Editorial / Von fehlender Wertschätzung des Vereinslebens in Esch
Das Ehrenamt ist in der Krise, und mit ihm das Vereinswesen. Unsere Welt hat sich in den letzten Jahren dermaßen beschleunigt, dass viele Menschen den Eindruck haben, ihnen fehle die Zeit für ein ehrenamtliches Engagement. Die Pandemie mitsamt ihren Lockdowns hat diese Tendenz noch verstärkt.
Immer weniger Leute scheinen bereit zu sein, sich unentgeltlich für die Gesellschaft einzusetzen. Tun sie es doch, werden sie oft mit den Problemen des Vereinswesens konfrontiert. Zum Beispiel mit Eltern, die den Klub als eine Art Betreuungseinrichtung für ihre Kinder sehen, die bestenfalls auch noch einen Teil der Erziehung übernimmt. Da fällt es dann schon schwer, den Jugendlichen, aber auch allen anderen, immer wieder klarzumachen, dass freiwillige Helfer keine Vereinsmeier, sondern echte Vorbilder sind.
Die fehlende Wertschätzung drückt sich gleich auf mehreren Ebenen aus. In Esch zeigt sie sich beispielsweise bei so ziemlich allen Aktivitäten der frEsch Asbl, die für das Erbe des Kulturjahrs zuständig ist. Diese Organisation, von der Stadt Esch via Konvention mit Millionen von Euros finanziert, macht seit jeher einen riesengroßen Bogen um die Escher Vereine. Das war schon bei Esch2022 der Fall und setzte sich beim Francofolies-Festival oder den Kulturnächten fort.

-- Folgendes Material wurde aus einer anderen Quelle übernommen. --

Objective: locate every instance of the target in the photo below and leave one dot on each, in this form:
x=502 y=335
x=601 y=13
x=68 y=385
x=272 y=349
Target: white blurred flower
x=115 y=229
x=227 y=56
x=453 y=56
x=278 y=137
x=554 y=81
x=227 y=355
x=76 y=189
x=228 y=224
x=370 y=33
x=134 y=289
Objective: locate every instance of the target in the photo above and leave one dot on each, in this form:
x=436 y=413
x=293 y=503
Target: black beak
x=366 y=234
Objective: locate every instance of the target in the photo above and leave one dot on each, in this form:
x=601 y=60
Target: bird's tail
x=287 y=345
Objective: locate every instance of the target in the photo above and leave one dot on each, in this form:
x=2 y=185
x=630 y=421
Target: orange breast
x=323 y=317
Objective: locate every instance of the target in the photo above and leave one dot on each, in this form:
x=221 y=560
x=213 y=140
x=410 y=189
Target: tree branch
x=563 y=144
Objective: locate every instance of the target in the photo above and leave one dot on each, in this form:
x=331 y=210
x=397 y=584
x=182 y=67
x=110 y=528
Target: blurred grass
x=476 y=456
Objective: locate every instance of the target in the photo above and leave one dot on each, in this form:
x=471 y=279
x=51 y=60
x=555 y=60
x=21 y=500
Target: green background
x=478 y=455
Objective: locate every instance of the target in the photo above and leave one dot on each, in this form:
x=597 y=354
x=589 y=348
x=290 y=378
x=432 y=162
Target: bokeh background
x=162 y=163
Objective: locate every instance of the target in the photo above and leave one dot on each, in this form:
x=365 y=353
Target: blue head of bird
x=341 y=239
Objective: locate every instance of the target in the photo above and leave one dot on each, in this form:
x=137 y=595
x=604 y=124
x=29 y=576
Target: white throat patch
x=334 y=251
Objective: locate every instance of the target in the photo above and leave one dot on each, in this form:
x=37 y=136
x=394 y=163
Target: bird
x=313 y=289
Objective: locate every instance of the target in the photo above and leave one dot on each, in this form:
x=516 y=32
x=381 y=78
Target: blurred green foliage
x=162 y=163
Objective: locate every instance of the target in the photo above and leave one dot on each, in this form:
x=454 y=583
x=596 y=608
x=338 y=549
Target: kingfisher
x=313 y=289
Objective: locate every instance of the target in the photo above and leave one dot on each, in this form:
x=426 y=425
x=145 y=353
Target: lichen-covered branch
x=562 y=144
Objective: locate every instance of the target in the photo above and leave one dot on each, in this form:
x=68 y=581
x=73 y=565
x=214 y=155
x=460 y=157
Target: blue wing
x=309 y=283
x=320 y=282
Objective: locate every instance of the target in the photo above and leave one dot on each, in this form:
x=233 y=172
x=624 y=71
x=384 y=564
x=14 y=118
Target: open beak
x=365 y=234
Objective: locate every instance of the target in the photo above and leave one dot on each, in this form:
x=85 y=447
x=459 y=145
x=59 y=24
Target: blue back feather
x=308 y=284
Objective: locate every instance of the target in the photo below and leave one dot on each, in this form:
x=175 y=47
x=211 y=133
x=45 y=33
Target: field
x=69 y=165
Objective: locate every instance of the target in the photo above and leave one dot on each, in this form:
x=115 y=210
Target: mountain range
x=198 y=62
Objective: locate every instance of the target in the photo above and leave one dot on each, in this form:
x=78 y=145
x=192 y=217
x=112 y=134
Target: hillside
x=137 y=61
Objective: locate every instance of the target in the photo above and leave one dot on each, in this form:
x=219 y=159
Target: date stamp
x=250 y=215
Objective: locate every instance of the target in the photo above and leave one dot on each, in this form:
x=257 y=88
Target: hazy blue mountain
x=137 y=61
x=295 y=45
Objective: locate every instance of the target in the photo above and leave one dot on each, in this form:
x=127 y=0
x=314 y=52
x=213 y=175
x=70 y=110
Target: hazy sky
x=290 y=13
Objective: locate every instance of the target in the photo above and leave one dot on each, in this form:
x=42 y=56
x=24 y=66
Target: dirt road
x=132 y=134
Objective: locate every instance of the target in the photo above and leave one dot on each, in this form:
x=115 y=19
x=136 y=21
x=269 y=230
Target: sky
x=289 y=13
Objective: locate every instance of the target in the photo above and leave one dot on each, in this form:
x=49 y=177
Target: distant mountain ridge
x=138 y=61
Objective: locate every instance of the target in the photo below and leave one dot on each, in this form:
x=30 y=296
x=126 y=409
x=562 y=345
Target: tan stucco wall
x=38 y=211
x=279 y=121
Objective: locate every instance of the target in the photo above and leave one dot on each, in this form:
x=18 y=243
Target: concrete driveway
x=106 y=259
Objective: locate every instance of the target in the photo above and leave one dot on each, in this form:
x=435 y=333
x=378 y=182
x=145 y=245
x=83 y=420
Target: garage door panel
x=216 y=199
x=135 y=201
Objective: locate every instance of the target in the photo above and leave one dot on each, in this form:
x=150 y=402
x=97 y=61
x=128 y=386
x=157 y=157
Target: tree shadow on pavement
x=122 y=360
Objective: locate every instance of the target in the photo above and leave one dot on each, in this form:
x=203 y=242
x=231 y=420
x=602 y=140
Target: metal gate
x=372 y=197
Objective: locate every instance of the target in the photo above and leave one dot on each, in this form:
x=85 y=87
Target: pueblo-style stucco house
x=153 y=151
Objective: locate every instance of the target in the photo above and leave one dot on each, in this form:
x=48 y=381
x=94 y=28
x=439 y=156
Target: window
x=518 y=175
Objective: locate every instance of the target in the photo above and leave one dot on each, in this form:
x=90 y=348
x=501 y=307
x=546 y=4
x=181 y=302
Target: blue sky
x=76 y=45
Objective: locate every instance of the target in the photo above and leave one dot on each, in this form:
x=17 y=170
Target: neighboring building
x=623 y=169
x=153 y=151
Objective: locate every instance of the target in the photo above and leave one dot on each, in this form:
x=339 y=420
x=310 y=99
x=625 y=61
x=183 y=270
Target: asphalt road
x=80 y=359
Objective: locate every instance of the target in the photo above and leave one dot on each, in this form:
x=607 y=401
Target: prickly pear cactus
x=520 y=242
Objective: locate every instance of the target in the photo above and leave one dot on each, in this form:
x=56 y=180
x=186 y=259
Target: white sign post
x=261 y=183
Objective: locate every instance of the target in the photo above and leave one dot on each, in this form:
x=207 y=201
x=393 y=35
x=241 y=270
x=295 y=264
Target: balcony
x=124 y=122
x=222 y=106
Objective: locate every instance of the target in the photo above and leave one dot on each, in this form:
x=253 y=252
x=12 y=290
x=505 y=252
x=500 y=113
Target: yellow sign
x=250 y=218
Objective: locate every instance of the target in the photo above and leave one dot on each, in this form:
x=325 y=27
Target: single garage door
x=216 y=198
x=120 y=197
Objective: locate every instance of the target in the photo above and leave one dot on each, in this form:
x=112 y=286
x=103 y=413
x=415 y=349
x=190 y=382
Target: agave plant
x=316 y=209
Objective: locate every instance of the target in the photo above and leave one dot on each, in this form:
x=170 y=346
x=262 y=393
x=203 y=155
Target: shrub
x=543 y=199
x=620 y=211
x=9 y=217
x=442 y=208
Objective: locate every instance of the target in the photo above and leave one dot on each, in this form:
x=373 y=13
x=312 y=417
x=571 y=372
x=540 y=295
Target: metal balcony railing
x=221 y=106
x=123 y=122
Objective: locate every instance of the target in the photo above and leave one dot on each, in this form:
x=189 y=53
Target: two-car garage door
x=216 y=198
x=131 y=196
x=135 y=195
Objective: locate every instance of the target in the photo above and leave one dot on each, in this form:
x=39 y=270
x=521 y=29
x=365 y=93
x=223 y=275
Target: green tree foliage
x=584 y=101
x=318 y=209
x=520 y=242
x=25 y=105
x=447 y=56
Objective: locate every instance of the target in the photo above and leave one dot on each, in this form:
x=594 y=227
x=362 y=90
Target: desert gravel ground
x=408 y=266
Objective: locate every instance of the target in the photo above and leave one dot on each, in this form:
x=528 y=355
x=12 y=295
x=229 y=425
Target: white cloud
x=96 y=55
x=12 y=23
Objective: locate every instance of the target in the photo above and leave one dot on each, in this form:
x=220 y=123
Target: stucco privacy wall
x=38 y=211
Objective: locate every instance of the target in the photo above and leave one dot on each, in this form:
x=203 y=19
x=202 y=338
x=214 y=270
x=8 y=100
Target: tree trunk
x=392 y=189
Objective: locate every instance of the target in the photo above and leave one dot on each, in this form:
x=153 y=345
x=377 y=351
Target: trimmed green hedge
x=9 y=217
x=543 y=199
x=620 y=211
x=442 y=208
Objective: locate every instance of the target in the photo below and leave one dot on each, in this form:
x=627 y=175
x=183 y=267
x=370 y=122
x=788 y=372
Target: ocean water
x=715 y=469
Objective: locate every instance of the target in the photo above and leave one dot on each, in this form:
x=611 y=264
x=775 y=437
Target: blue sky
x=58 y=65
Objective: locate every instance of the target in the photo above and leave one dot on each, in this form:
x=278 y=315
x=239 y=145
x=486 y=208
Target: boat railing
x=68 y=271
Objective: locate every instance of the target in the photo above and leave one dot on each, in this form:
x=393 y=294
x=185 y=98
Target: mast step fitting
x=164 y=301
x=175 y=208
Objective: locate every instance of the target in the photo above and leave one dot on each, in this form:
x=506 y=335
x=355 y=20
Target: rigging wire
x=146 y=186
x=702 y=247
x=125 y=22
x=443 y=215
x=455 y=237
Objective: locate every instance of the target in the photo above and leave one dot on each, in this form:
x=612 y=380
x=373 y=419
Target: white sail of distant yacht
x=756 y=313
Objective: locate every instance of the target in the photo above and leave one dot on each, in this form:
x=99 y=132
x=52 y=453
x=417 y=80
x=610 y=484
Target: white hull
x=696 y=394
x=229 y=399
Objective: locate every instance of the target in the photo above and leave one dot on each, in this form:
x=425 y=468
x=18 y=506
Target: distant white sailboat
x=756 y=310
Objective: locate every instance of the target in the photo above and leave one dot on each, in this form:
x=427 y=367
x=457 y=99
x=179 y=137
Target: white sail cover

Bei der letzten Veranstaltung vor zehn Tagen schoss man den Vogel ab. Das Konzept „Lëtz’Dance“ war stark an das „Feierôwend“ des Escher Vereins FerroForum angelehnt, wenn nicht sogar kopiert. Zudem verfolgt die Postdoktorandin Laura Steil an der Universität Luxemburg seit 2020 das historische Forschungsprojekt „Feieren: Fester, Musek an Danz am Minett“ und organisiert das „Feierôwend“ zusammen mit dem FerroForum. frEsch aber befand es nicht für nötig, sie über ihre Pläne zu informieren, geschweige denn, mit ihnen zusammenzuarbeiten.
Es ist nicht so, dass es noch eines Beweises bedurfte, dass die Speerspitze der Escher Kulturpolitik aus in Frankreich eingekauften Gesamtkonzepten besteht, die mehr oder weniger komplett an den lokalen Akteuren vorbeigehen. Das gilt nicht nur für das FerroForum, sondern im kleineren Maßstab auch für die Escher Vereinswelt. So war in der letzten Gemeinderatssitzung die Rede, dass das Catering bei der Kulturnacht nicht etwa von einem Escher Verein übernommen wurde, sondern vom Fußballclub aus Strassen. Dazu passt, dass frEsch während des Kulturjahrs lieber den Boxclub aus Villerupt kontaktierte als den lokalen BC Esch.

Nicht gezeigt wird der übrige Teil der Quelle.